Be honest: does your workplace feel like home, or is it a practical, sterile environment? To entice employees to give up their comfy couches and warm home offices, make sure your spaces feel cozy and relaxed. While it’s fine to have buttoned-up areas, you may want quiet, private areas or areas where people can relax together.

However, this is about more than just staging your workplace. You need to balance the many needs of your employees. Don’t assume that putting a section in your break room will suddenly get employees ready to return to the office. Ask employees what they want to see and spend your budget on a new layout and design.

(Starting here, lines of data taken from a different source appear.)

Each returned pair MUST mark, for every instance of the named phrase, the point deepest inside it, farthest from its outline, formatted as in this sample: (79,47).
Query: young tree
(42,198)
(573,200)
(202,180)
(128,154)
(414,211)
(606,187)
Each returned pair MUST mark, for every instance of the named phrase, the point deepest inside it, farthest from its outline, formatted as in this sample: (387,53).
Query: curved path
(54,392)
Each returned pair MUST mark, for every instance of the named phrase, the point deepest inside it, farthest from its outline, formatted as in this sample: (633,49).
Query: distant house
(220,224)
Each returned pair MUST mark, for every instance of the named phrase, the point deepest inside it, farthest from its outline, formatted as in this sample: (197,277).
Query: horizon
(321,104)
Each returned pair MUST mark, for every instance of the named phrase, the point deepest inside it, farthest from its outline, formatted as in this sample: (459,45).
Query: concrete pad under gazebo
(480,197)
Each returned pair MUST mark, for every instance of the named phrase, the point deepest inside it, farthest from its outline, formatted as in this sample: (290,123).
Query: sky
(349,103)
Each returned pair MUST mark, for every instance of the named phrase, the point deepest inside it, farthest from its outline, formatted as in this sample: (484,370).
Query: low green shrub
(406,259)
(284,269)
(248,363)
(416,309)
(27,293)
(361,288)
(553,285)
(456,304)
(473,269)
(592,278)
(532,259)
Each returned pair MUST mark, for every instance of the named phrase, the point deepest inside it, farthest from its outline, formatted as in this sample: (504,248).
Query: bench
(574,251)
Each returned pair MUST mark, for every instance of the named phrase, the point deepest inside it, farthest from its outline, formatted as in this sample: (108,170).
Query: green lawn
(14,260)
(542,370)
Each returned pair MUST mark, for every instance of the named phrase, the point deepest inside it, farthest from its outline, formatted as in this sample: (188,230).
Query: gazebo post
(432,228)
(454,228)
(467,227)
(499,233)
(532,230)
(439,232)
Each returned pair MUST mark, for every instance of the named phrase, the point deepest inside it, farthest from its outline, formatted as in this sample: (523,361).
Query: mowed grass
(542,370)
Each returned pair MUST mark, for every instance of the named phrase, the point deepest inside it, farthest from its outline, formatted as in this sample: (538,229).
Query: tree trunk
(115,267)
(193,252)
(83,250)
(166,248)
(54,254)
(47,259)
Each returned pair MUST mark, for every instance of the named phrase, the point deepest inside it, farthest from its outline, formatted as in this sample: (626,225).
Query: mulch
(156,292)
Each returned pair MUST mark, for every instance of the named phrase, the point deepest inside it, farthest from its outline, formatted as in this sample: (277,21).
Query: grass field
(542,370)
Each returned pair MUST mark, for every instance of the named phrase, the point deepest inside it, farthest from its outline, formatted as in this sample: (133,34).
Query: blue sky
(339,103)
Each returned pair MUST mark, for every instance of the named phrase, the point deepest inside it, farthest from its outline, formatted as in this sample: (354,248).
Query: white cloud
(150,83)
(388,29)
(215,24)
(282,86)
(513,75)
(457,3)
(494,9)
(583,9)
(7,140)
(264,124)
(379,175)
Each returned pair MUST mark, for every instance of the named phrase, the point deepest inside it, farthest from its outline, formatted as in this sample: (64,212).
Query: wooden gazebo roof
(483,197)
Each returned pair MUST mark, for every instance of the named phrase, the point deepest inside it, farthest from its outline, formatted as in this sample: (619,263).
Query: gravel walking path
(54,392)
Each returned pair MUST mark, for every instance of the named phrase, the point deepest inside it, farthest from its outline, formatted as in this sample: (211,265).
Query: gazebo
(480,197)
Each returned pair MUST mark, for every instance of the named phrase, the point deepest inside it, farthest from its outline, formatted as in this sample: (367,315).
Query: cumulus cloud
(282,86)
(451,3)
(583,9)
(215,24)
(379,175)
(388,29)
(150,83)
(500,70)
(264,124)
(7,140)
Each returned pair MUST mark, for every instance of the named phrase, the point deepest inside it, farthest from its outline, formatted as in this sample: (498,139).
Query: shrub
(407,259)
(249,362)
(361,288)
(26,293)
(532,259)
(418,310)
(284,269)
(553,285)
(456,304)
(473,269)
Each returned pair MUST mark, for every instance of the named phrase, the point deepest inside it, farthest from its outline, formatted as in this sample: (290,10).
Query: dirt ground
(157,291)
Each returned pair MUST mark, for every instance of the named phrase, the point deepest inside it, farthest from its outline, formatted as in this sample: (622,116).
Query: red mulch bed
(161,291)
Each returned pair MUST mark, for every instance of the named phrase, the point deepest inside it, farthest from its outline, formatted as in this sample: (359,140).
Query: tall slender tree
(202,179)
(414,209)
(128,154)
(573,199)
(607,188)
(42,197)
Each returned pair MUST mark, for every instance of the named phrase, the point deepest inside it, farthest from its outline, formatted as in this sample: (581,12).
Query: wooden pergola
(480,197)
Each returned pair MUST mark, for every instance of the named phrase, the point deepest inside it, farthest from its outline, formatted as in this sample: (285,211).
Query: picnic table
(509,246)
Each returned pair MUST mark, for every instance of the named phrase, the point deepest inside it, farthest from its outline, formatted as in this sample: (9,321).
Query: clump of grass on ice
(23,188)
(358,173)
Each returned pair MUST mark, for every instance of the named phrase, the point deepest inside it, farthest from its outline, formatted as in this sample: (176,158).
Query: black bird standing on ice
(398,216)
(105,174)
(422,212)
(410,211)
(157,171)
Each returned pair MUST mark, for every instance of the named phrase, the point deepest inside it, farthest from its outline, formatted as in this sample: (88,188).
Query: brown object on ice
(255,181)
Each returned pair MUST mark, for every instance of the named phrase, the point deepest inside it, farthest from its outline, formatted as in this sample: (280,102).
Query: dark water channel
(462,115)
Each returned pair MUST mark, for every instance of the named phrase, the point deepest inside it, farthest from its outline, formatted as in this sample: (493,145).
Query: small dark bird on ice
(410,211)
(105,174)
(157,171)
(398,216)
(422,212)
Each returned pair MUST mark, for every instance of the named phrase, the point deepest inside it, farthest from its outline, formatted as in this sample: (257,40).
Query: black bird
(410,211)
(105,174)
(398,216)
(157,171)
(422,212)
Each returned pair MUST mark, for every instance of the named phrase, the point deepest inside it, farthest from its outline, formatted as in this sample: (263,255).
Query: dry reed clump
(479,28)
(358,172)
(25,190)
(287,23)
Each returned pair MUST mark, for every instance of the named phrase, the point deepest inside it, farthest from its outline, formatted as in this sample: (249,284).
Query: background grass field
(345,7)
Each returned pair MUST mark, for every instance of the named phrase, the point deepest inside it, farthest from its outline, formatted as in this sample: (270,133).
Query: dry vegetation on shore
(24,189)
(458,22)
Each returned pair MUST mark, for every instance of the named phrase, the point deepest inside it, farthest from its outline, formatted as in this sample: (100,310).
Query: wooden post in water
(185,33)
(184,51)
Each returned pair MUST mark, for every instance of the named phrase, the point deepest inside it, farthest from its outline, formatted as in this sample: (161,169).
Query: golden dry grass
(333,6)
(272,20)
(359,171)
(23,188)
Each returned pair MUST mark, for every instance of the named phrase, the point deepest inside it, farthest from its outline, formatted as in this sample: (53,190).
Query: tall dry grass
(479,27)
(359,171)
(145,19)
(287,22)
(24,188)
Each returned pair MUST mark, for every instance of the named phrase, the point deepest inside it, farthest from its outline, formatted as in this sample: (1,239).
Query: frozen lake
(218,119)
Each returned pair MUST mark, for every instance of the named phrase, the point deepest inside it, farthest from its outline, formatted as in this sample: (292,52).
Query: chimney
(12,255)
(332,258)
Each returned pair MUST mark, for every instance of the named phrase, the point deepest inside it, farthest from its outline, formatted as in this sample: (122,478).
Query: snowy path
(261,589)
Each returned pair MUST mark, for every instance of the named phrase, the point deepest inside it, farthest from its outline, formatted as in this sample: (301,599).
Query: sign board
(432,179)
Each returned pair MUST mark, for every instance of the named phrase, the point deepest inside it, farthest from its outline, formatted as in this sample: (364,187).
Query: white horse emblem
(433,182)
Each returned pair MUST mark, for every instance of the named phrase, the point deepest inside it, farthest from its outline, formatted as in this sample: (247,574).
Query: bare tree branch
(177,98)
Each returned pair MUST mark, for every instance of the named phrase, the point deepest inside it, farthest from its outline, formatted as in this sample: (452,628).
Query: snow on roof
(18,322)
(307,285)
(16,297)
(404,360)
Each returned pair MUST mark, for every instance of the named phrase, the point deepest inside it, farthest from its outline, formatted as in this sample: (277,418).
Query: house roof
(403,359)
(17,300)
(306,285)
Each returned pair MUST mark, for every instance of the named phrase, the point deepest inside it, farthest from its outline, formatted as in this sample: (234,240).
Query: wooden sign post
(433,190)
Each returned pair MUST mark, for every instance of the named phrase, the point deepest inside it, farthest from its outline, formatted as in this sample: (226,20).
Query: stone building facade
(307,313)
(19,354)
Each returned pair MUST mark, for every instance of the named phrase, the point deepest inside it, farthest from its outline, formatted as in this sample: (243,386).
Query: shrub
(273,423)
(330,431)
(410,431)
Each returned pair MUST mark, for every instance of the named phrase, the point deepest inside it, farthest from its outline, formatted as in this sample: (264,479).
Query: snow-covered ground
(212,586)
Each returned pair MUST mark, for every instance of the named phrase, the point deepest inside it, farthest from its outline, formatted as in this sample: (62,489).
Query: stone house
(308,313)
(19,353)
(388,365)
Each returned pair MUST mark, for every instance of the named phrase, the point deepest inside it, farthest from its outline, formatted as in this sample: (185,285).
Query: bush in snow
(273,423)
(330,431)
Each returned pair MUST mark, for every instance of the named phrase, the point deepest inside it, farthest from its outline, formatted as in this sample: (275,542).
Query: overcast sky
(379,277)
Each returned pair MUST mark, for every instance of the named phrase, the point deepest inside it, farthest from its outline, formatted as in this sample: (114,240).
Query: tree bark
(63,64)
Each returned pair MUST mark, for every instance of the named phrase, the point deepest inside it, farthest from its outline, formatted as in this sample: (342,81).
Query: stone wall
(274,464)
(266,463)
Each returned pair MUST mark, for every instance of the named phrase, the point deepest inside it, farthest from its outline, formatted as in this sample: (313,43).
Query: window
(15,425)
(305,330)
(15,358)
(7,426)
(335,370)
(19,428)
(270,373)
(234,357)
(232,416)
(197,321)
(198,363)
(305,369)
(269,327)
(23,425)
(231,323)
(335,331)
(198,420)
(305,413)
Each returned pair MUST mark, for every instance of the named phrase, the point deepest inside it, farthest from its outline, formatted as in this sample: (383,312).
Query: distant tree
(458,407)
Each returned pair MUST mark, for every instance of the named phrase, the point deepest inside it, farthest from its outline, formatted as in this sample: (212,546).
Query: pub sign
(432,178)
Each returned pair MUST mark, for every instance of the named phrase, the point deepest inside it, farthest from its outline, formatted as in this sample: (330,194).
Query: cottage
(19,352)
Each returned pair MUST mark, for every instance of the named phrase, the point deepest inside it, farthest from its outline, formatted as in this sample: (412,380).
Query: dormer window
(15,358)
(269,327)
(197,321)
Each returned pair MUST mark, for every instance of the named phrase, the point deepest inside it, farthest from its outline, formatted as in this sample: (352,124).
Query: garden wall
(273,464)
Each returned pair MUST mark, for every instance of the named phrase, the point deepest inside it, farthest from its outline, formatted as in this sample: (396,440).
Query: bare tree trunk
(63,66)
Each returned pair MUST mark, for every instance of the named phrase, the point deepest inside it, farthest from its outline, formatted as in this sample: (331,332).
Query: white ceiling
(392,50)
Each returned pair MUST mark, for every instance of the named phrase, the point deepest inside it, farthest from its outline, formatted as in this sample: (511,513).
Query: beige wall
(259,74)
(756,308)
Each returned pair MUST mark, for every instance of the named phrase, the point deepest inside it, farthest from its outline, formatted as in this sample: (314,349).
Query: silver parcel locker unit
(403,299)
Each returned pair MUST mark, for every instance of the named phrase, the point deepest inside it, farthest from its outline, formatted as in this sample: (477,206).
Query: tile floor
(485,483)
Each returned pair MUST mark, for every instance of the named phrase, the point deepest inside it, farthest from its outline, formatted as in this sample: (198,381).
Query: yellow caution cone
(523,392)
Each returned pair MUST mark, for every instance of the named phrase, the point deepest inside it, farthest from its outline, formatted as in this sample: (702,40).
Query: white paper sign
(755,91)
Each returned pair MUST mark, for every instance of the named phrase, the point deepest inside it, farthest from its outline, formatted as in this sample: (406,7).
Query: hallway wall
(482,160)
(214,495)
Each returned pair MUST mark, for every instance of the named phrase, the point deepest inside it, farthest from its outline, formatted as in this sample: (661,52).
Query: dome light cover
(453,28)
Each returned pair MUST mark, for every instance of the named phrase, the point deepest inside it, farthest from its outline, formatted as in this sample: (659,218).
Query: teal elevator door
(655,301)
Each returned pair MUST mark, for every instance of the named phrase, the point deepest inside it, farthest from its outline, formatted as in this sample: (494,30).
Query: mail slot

You may even want to go a step further and remove all characters from your logo. Monday. com has done this with great effect. Instead of annoying employees with a big sign that says “you’re in the office,” the company introduced soothing lighting and neutral colors. This promotes a smooth psychological transition from home to the workplace.

There will always be employees who don’t want to go back to work after so many years of working virtually. However, if you think carefully about the transition and increase the appeal of the office, you will be surprised how quickly everyone adapts. Just be prepared to increase your budget for drinks and snacks – all those employees can’t find their flow without a little fuel.